Why do we celebrate this holiday? Why do we trim the tree, deck the halls, put up lights, exchange gifts, cook special food, listen to special music, eat, attend parties, concerts and plays, eat more, visit family we otherwise try to avoid, endure shopping malls, and spend more money than we can afford, only to wake in January with a financial hangover. Why do we do this year after year after year?
And why the birth of Jesus? My birthday doesn’t get near the attention his does. Neither does yours. The world doesn’t pause. Wars don’t cease. Businesses don’t offer “black Friday” sales. The Commerce Department doesn’t track consumer spending around the time of my birthday. So why does Jesus’s birthday get all the attention?

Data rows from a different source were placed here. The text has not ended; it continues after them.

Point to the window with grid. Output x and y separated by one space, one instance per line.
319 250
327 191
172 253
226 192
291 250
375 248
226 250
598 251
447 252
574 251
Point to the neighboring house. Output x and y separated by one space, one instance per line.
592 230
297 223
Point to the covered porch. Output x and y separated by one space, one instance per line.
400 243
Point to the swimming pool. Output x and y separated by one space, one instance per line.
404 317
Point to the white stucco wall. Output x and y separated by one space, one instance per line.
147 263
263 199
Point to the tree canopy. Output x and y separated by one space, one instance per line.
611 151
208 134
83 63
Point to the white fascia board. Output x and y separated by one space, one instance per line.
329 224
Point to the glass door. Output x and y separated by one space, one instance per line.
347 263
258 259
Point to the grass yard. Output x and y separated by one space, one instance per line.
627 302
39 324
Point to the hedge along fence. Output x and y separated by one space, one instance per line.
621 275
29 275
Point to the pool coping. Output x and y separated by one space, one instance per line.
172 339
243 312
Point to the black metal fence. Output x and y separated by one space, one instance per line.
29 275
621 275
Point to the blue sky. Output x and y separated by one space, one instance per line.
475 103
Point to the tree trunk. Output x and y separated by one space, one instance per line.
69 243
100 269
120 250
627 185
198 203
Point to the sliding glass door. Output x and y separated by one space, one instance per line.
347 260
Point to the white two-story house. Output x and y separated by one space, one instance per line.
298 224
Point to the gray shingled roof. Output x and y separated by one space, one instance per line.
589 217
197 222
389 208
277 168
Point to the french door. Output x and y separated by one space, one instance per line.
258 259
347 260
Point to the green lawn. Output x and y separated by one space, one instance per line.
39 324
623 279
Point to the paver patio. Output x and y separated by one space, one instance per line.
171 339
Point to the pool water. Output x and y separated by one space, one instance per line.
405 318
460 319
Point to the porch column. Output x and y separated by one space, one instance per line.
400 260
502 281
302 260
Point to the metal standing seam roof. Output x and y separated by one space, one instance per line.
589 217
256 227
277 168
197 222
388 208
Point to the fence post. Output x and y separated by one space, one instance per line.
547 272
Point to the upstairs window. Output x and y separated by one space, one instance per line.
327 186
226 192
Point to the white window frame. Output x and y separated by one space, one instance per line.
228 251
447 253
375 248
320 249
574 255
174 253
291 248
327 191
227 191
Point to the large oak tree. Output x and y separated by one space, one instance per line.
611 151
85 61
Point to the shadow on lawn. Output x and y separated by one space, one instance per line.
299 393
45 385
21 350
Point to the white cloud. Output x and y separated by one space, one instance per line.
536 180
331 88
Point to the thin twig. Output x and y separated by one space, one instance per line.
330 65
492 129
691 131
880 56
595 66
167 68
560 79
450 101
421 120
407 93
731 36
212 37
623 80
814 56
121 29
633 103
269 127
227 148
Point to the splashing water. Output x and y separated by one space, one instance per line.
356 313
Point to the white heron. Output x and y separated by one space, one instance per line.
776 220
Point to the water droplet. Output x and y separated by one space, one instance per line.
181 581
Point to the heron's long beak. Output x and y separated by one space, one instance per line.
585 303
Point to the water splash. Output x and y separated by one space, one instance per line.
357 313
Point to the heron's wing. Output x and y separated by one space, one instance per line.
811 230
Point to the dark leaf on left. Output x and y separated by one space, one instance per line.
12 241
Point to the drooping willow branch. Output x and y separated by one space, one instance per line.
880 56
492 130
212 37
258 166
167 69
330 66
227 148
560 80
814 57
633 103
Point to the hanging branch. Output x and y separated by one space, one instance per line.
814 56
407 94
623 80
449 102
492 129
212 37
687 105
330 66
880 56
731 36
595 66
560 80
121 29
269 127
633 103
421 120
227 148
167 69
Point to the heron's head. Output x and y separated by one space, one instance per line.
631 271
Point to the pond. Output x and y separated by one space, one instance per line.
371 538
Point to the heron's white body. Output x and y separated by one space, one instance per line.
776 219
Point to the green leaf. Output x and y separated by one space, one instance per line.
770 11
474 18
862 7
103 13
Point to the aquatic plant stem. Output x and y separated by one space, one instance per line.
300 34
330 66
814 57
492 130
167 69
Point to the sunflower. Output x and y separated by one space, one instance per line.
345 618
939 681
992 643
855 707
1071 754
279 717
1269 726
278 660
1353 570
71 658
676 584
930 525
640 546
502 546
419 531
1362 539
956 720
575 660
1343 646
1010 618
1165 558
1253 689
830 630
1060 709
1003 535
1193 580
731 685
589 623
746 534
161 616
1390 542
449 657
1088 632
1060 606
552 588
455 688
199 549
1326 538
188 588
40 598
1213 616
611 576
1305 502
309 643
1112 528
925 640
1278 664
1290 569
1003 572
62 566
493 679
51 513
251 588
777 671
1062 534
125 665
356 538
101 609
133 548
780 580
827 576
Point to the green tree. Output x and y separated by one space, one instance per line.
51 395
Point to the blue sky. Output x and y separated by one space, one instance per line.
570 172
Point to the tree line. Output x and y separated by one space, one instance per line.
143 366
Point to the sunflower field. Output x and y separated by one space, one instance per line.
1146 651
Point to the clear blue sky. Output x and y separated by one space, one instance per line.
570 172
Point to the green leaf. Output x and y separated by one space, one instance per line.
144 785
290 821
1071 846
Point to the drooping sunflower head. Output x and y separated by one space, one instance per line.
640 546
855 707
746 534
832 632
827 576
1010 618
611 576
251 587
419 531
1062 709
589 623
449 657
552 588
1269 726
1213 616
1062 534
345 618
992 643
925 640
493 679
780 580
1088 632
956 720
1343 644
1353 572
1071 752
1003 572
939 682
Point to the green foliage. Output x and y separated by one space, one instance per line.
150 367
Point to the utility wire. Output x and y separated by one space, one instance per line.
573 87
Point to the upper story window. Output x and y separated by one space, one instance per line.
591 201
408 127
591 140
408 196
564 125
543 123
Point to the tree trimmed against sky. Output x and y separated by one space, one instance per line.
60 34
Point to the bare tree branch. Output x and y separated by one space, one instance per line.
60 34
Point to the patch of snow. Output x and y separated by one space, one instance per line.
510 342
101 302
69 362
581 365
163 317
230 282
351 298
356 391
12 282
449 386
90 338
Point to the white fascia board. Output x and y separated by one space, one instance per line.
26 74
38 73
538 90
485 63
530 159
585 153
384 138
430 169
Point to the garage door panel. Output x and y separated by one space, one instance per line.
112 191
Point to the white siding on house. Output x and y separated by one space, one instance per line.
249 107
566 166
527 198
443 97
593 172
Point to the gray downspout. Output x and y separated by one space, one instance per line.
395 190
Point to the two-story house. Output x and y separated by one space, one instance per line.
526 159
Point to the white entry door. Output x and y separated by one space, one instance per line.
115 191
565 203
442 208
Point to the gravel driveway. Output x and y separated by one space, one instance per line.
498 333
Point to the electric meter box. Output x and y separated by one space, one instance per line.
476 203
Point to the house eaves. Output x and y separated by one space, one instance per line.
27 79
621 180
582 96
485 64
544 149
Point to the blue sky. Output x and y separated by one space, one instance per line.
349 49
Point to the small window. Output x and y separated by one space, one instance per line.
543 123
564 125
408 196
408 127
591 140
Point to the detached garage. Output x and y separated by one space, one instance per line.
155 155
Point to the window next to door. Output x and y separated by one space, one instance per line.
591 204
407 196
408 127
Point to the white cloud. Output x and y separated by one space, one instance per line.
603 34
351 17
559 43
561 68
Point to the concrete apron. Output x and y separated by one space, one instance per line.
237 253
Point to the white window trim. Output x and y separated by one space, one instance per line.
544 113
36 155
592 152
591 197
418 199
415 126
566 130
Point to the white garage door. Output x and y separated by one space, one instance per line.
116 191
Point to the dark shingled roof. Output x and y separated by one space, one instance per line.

These are the kind of questions an unbelieving world asks. For example, did you hear about the ad campaign sponsored by the American Humanist Association? Appearing on Washington D.C. busses throughout the month of December are ads that read, “Why believe in a god? Just be good for goodness sake.” The atheists are spending $40,000 to get their message out.
Why Christmas? A four-letter word explains it. Are you ready for this? L-O-V-E. Christmas is God’s way of saying, “I love you!” Love is the essence of who God is. God doesn’t have love; he is love. We wouldn’t know what love is apart from God.
Love demands expression. Love is a verb. Christmas gives full expression to God’s love. Love is Christmas and Christmas is love.
The Bible answers the “Why Christmas?” question in twenty-six words. “For God so loved the world that he gave his one and only Son, that whoever believes in him shall not perish but have eternal life” (John 3:16).
How does one begin to talk about the love of God? We’ve diluted the word love so much that I find myself saying “I love pizza” and “I love my wife, Cathryn” in the same breath. We also confuse love and lust. A teenage boy says to his girlfriend in the backseat of a car “but, I love you” and for the rest of their lives they have a difficult time giving and receiving love. Sometimes we look at love through dark and painful glasses like abuse and wonder why we have a hard time embracing God’s perfect love for us.
Even in the best of circumstances, the love of God is difficult for us to grasp. The apostle Paul interceded for the Ephesian believers this way,
And I pray that you, being rooted and established in love, may have power, together with all the saints, to grasp how wide and long and high and deep is the love of Christ, and to know this love that surpasses knowledge – that you may be filled to the measure of all the fullness of God. Ephesians 3:17-19 NIV
I love this prayer! (see how easy it is to weaken the word) It describes the multidimensionality of God’s love. Pull out your tape measure. Make sure it’s a long one. God’s love has breadth, height, length and depth.
The Message paraphrases Paul’s words by talking about “the extravagant dimensions of Christ’s love.” It encourages us to, “Reach out and experience the breadth! Test its length! Plumb the depths! Rise to the heights! Live full lives, full in the fullness of God.”
Why Christmas? Consider the extravagent dimensions of God's love.